Aujourd'hui, on part au musée avec les enfants, car l’art est aussi un chemin de développement personnel. Objectif : se laisser toucher par le beau.
Anne, vous avez décidé de nous emmener au musée.
C'est bien beau de lire à outrance des livres sur la méditation, sur le développement personnel ou sur le coaching, qui nous disent comment faire pour aller mieux, quoi dire à son enfant, quoi faire pour changer de vie. Toujours est-il qu’on n’a encore rien fait de mieux que la nature (et l’art qui tente de l’imiter) pour se laisser traverser par plus grand que soi, pour nourrir notre esprit. Alors certes, le mercredi, d’habitude, je vous parle d’éducation positive, et d’enfant intérieur. Eh bien cette fois-ci, j’ai décidé de revenir aux fondamentaux.
Certains, quand ils ont un petit coup de mou, ou un passage à vide, écoute de l’opéra très fort, d’autres dansent jusqu’au bout de la nuit et mettent leurs corps en mouvement, d’autres encore marchent en forêt, certains font des tours de périph', fenêtre ouverte, avec la même chanson en boucle.
Pour ma part, quand la vie vacille, quand je me sens mélancolique, je pousse la porte d’un musée ou d’une galerie, et je me plonge dans les peintures, dans les couleurs. Je crois que c’est l’une des activités qui me remplit le plus au monde et qui ne coûte pas grand chose si on se renseigne sur les jours de gratuité des musées. "S’approcher du beau", admirer, décortiquer l’œuvre de ceux qui nous montrent la voie, qui ont osé jouer les alchimistes, qui ont a osé transmuter leur douleur, transformer le plomb en or et rester plantée une heure en larmes devant une toile immense abstraite de Gerhard Richter, par exemple (cet Allemand, artiste le plus côté de tout l’art contemporain à l’heure actuelle dont je vous invite vivement à découvrir le travail si vous ne le connaissez pas. L'idée est de voir comment il a transformé toute son histoire familiale tragique (tous ses proches ont terminé en camps de concentration), comment il a transformé ce drame intérieurement, pour livrer sur la toile, quelque chose de sublime et l’offrir au monde
Vous êtes donc allée au Musée Jacquemart-André, à Paris.
Oui, pour y découvrir le travail de Mary Cassatt, l’une des rares femmes peintres impressionniste et de ses si émouvantes toiles intimes de mères et d’enfants. Ou comment une simple visite au musée, peut se transformer en leçon de développement personnel, enfin en "leçon", pour celui qui l’expérimente. Parce qu’il s’agit justement d’éveiller le sens de la vue. Mais aussi, tous les sens, les couleurs, et d’y déceler l’une des règles fondamentales de la peinture : l’alternance de couleurs froides et de couleurs chaudes sur une toile.
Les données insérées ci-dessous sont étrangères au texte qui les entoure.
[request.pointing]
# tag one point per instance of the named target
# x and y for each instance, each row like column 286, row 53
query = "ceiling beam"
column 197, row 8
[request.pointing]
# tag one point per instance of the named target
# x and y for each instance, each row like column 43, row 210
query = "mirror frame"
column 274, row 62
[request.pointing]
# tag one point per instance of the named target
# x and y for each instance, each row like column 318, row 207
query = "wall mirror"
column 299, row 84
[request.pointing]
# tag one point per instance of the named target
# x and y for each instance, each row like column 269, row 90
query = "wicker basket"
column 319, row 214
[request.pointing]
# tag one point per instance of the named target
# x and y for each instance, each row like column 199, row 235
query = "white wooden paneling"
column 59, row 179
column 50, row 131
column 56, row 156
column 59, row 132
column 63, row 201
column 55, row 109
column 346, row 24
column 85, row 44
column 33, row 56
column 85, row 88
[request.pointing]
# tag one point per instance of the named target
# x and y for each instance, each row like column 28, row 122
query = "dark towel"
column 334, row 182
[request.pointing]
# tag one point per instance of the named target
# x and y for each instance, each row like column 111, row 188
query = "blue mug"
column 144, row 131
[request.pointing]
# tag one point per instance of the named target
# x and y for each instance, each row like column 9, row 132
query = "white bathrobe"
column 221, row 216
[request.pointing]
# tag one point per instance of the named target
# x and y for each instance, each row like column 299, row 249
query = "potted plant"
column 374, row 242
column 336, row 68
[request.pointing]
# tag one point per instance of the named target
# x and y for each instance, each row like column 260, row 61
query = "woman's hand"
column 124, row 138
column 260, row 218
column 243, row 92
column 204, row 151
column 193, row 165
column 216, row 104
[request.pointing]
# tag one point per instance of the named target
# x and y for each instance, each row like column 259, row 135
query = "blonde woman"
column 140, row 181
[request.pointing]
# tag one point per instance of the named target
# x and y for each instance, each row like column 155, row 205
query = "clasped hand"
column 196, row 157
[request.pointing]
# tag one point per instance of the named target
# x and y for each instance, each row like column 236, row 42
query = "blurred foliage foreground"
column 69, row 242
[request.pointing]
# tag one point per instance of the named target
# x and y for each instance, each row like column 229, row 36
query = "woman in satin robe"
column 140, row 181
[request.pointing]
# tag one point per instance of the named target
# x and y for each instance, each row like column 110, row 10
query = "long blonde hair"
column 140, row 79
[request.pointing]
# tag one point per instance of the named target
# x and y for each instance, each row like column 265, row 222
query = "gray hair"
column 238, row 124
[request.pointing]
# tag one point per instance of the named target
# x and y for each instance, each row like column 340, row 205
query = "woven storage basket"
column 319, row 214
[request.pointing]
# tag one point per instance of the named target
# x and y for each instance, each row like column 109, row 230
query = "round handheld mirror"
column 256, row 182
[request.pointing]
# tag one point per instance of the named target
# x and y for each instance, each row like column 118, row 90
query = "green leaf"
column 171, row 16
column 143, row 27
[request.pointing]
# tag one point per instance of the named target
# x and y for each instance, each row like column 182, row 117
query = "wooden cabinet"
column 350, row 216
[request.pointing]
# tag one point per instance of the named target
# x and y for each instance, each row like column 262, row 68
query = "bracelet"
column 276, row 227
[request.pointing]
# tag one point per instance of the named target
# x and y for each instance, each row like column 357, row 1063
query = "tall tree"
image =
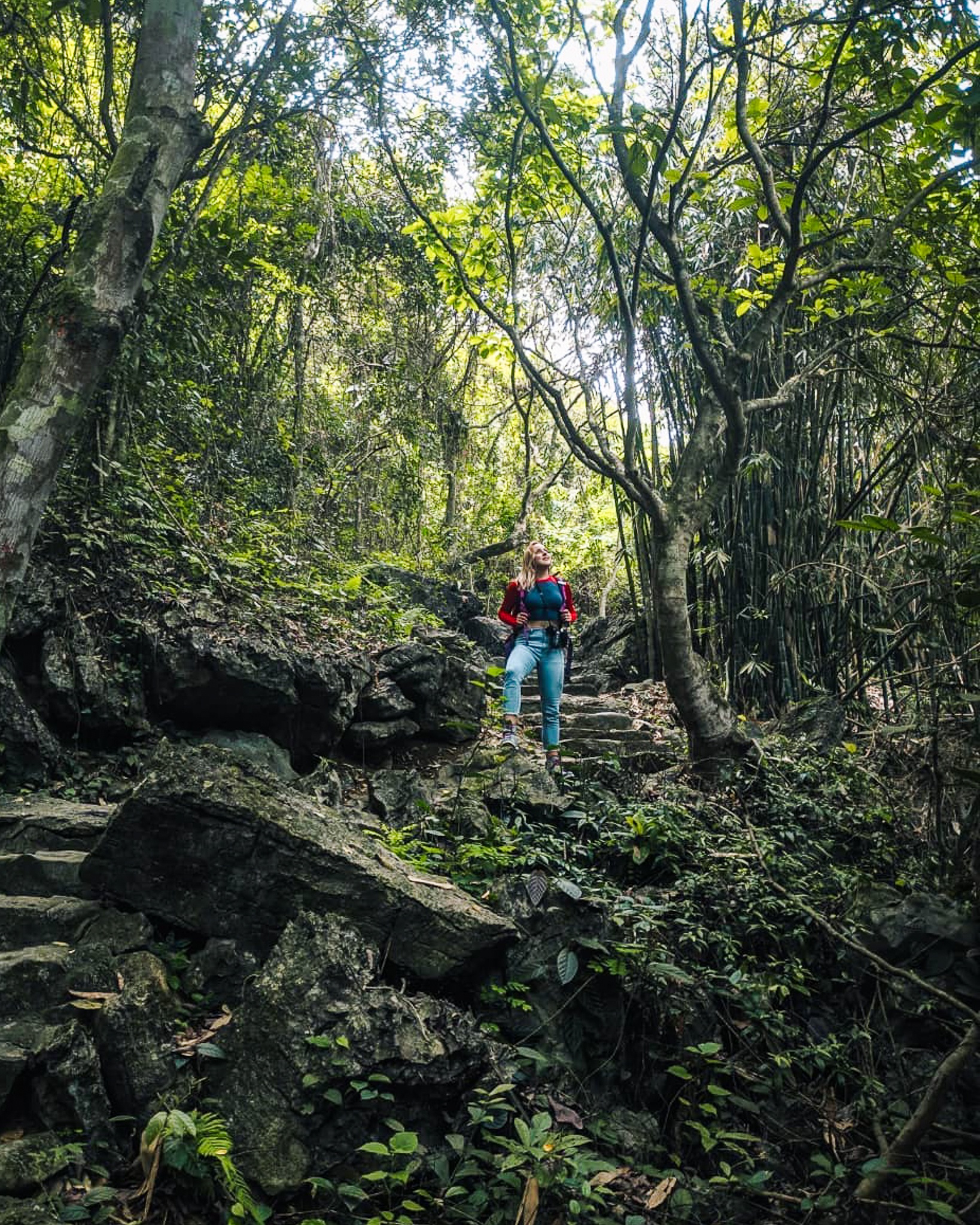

Vous savez, les couleurs dites "chaudes", ce sont celles qui comportent du jaune dans leur composition et toutes les autres couleurs sont qualifiées de "froides".
Et c’est exactement comme cela que l’on peint, pour donner du relief, en alternant couleurs froides, aux couleurs chaudes, une touche de "vieux rose" qui est une couleur chaude, à côté d’une touche de "rose layette" qui est une couleur froide. Dans le taffetas d’une robe sur un portrait de reine par exemple, s’enchaînent des touches de pinceau de "rouge tomate" (couleur chaude) et rouge framboise (couleur froide). Un peu comme dans la vie au fond, la vie qui nous souffle le chaud et le froid.
Je me souviens de cette phrase qui disait qu’à force de s’approcher du beau, à force de guetter la beauté, un peu partout dans sa vie, dans les musées, on en ressortait forcément toujours un peu plus beau justement, un peu changé. Qu’à force d’emmagasiner toute cette beauté, on affûtait son œil, on le préparait à voir le beau dans sa vie, à le chercher sans cesse, partout, tout le temps, dans le quotidien, dans les petites choses, et même dans les plus sombres. Se voir comme dans un tableau, et en cessant de se concentrer sur les couleurs froides, réaliser qu’à côté de chaque petite touche au pinceau de couleur froide, se niche juste à côté, une touche de couleur chaude, celle qui contient le jaune de la joie.